If people here, in a place where many people write logic for a living, cannot parse simple logic out of a statue, imagine how a judge or a jury would do it.
I feel like often people in criminal justice do not understand meaning or intent of a statue and wing it, often slanting towards the side of punishing defendants. The law doesn't matter when your goal is to lock people up.
Maybe… however in the debate of this law, one side is saying “the law says you need purpose to cause” and the other side is saying “no it doesn’t. If you could read more than 14 words you would know that.”
I’m not a lawyer, but I imagine an objective observer would find the former argument more compelling than the latter.
> however in the debate of this law, one side is saying “the law says you need purpose to cause” and the other side is saying “no it doesn’t. If you could read more than 14 words you would know that.”
> I’m not a lawyer, but I imagine an objective observer would find the former argument more compelling than the latter
Now, I decided not spend more time and money on law school about half way through when I decided I’d rather stay in technology, but I don't see how anyone can argue with a straight face that the mental state requirement “with purpose to cause public inconvenience, annoyance or alarm or recklessly creating a risk thereof” (emphasis added) fails to apply to people recklessly causing a risk of public inconvenience, annoyance, or alarm just as much a to those acting with purpose to cause such inconvenience, annoyance, and alarm.
> I’m not a lawyer, but I imagine an objective observer would find the former argument more compelling than the latter.
I like to think that an objective observer might read the statute before deciding which argument he thought was more compelling. Certainly a lawyer would.
> you’re arguing that the “purpose to cause” language is irrelevant. I don’t see that in my reading.
Does it alarm you at all that the responses you're getting consist of (1) the suggestion that you're not able to read past the 14th word in a sentence, and (2) the observation "I don't see how anyone could say that with a straight face"?
> Can you break it down for me?
The statute is written very clearly on this point. It states two requirements for the offense to be committed; there is a state-of-mind requirement and an actual-conduct requirement. Both elements must be satisfied.
The actual-conduct requirement is satisfied by any one of three prongs (of which I quoted only the first two, because I didn't think there was a reasonable argument that public heroin use might satisfy the third). There appears to be very little dispute about its structure.
The state-of-mind requirement is satisfied by any one of two prongs. It states:
> A person is guilty of disorderly conduct if, with purpose to cause public inconvenience, [14] annoyance or alarm or recklessly creating a risk thereof, he or she...
For your convenience, I've marked the position following the 14th word in the sentence. Your argumentation so far has relied very heavily on pretending the words following that position do not exist. But they do.
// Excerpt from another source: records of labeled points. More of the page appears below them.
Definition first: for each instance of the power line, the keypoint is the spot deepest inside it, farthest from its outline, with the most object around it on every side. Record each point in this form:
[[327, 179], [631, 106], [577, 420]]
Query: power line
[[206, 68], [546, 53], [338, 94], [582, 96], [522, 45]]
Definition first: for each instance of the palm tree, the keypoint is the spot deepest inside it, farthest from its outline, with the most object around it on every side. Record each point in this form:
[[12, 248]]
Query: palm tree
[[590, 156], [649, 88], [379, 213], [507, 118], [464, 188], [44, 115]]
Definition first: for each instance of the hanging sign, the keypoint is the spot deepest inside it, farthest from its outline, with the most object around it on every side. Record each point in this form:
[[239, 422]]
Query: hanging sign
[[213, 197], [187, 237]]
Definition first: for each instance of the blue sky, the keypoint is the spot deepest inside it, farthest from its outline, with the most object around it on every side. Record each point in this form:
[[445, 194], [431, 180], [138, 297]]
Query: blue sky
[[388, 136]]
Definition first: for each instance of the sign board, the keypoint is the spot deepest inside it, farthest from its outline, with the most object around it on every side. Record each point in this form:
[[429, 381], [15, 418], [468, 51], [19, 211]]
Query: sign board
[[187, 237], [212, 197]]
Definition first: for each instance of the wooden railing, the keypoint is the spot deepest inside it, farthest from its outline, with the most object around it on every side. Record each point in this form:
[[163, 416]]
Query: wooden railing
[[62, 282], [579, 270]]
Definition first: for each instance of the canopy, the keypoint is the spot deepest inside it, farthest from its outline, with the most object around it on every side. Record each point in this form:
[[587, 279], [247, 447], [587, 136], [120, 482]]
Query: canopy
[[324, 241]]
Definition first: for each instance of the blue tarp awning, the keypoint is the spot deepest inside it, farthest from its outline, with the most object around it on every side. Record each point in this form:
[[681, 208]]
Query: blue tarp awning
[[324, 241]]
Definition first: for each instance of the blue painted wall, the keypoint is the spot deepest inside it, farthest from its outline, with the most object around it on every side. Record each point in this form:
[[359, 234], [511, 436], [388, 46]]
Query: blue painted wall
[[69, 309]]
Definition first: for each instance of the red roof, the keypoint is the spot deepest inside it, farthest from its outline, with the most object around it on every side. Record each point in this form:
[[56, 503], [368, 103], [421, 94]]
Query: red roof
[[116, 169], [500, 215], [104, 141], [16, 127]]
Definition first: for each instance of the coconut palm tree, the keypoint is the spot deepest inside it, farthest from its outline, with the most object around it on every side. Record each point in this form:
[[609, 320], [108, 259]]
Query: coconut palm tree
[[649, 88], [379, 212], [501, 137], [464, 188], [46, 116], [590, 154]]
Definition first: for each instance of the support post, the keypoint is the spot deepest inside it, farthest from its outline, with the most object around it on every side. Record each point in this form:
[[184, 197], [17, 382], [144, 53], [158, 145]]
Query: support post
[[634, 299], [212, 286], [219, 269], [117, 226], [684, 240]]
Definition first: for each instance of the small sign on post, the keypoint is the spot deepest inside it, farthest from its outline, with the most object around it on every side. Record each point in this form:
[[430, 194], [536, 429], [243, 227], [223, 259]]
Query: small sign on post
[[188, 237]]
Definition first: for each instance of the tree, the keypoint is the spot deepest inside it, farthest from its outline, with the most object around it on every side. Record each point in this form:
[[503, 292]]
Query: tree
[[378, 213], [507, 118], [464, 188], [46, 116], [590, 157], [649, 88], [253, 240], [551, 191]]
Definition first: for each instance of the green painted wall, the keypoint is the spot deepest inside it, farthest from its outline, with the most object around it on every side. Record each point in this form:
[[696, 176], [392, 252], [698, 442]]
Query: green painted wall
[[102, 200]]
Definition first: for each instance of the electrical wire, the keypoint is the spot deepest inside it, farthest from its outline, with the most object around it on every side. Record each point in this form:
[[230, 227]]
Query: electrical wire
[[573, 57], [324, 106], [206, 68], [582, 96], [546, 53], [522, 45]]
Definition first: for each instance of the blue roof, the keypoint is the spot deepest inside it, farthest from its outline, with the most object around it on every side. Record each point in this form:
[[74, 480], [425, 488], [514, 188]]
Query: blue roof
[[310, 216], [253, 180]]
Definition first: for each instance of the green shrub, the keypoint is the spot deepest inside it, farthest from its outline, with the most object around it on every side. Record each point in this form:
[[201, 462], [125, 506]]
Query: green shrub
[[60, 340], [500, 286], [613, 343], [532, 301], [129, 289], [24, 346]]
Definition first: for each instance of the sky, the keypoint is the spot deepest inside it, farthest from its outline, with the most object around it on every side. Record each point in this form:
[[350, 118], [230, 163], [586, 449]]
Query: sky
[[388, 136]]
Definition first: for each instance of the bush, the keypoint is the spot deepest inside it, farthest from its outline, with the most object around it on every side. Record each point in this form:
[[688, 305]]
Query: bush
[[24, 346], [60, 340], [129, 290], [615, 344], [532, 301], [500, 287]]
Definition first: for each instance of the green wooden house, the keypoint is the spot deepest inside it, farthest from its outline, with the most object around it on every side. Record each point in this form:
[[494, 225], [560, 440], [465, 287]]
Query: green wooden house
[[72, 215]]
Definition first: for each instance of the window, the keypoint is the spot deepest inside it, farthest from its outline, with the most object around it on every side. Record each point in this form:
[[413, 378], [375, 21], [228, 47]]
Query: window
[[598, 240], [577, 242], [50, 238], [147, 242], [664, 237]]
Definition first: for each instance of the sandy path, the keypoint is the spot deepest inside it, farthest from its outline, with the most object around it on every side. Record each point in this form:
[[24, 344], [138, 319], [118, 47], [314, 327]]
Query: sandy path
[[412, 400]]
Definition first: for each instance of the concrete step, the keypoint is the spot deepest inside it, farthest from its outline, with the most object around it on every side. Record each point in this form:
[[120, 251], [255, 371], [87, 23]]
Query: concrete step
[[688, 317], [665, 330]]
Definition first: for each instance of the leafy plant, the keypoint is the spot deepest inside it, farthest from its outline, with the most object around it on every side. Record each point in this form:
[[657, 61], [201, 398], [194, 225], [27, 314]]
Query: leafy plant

Continuing from that point, we see that "public inconvenience" is not part of the necessary state of mind. Someone who intends to commit disorderly conduct may also do so with the purpose to cause public annoyance or public alarm. And more importantly, there is no intentionality requirement at all; the necessary state of mind is possessed by anyone "recklessly creating a risk of public inconvenience, annoyance, or alarm". This prong is obviously satisfied by anyone who is high on heroin in public.
We can represent the structure of the statute very easily in Python-like pseudocode:
if ( defendant.intended_public_alarm()
or
defendant.recklessly_risked_public_alarm() )
and
defendant.actually_caused_public_alarm() ):
# the offense has been committed; check whether it's a
# violation or a misdemeanor
You're arguing that whenever intended_public_alarm returns False, the overall statement will also evaluate to False, which suggests a very alarming inability to understand Boolean logic. Or, of course, an inability to see words that occur after the 14th position in a sentence. But there is no good-faith reading of the statute that could be argued to support your view.
Do you seriously intend to argue that the state-of-mind element is meant to include these four categories?
1. People with the purpose to cause public inconvenience;
2. People with the purpose to cause public annoyance;
3. People with the purpose to cause public alarm;
4. People with the purpose to recklessly creating a risk of public inconvenience, annoyance, or alarm.
And that, leaving aside the gross ungrammaticality of category 4, the four categories were strung together in parallel in a list with the structure "a, b or c or d"?